Actually, I have no idea. A hint suggests to use the Chebotarev's density theorem, but I don't see any relation with it.
Thank you very much for any suggestion/reference!
A bit clumsy, but it does use Chebotarev's theorem :
Let $P$ be the set of all primes and for $f\in\mathbb Z[x]$ monic and irreducible let $P_f\subset P$ be the set of primes $p$ which don't divide the discriminant of $f$ and such that $f$ splits to linear factors in $\mathbb F_p[x]$. Chebotarev now says that for any finite collection $f_1,\dots,f_n$ we have $P_{f_1}\cap\dots\cap P_{f_n}\neq\emptyset$ (by taking the splitting field $K$ of $f_1f_2\dots f_n$ and considering the primes $p$ for which the corresponding Frobenius automorphism of $K$ is the identity - they have non-zero density).

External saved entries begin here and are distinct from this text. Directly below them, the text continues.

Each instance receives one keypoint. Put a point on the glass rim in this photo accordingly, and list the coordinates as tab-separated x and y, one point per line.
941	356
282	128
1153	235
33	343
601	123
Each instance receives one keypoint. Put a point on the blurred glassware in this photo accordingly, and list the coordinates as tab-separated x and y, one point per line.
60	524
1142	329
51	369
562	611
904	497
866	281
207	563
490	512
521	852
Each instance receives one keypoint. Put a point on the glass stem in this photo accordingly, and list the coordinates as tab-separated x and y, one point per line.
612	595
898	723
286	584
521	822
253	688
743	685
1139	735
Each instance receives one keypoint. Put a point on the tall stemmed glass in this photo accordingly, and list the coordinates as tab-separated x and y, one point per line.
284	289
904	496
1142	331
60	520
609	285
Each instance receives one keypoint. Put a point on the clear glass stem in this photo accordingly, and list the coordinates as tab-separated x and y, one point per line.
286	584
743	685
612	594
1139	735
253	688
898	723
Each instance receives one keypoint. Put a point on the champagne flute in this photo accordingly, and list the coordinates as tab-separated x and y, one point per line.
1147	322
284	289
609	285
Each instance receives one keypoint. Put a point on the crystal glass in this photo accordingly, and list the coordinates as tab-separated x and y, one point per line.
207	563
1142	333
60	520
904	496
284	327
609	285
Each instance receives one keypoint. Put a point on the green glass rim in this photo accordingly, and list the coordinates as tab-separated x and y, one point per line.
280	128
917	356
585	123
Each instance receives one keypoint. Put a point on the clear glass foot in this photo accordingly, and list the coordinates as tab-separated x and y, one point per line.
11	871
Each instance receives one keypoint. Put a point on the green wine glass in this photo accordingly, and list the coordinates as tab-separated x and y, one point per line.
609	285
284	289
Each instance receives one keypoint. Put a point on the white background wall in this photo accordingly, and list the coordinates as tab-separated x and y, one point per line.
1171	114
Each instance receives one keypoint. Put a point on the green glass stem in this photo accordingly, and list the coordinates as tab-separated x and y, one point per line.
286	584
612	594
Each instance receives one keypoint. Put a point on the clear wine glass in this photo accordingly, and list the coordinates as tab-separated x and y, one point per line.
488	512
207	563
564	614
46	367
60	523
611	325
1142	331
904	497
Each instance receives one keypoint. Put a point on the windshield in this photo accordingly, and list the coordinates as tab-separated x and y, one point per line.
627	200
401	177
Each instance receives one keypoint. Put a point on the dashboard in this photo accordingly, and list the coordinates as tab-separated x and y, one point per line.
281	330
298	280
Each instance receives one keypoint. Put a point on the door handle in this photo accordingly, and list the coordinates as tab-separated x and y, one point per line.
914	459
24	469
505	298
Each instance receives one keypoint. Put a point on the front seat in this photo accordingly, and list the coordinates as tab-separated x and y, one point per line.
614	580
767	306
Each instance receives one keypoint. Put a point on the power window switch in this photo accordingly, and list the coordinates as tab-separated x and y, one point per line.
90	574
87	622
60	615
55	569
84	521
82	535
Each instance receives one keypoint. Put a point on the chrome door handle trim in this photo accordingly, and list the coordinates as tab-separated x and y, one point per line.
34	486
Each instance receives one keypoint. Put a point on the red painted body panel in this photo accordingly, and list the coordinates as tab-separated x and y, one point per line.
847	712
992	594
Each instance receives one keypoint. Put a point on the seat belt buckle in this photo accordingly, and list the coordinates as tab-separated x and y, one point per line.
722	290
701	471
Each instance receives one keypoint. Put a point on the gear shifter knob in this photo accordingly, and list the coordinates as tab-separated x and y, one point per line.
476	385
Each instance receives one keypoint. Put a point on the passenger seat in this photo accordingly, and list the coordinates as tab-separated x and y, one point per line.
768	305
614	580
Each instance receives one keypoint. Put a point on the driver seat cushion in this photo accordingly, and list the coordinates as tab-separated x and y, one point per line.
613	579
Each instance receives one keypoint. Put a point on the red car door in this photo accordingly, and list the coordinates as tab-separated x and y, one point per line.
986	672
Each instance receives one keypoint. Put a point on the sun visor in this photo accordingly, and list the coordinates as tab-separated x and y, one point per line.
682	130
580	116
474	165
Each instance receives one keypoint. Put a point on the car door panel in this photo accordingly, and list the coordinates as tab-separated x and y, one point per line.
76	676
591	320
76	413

Since, as shown above, $P_f$'s satisfy the finite intersection property, there is an ultrafilter $\mathcal U$ on $P$ such that $P_f\in\mathcal U$ for every $f$. The ultrafilter $\mathcal U$ is not principal (any prime divides the discriminant of some $f$, hence $\bigcap_f P_f=\emptyset$)), so the ultraproduct $\prod_p\mathbb F_p/\mathcal U$ is a field of characteristic $0$, and by construction every $f$ splits in this field. [It is a quotient of $\prod_p\mathbb F_p$, so it can be written as $(\prod_p\mathbb F_p)/M$ where $M$ is a maximal ideal.]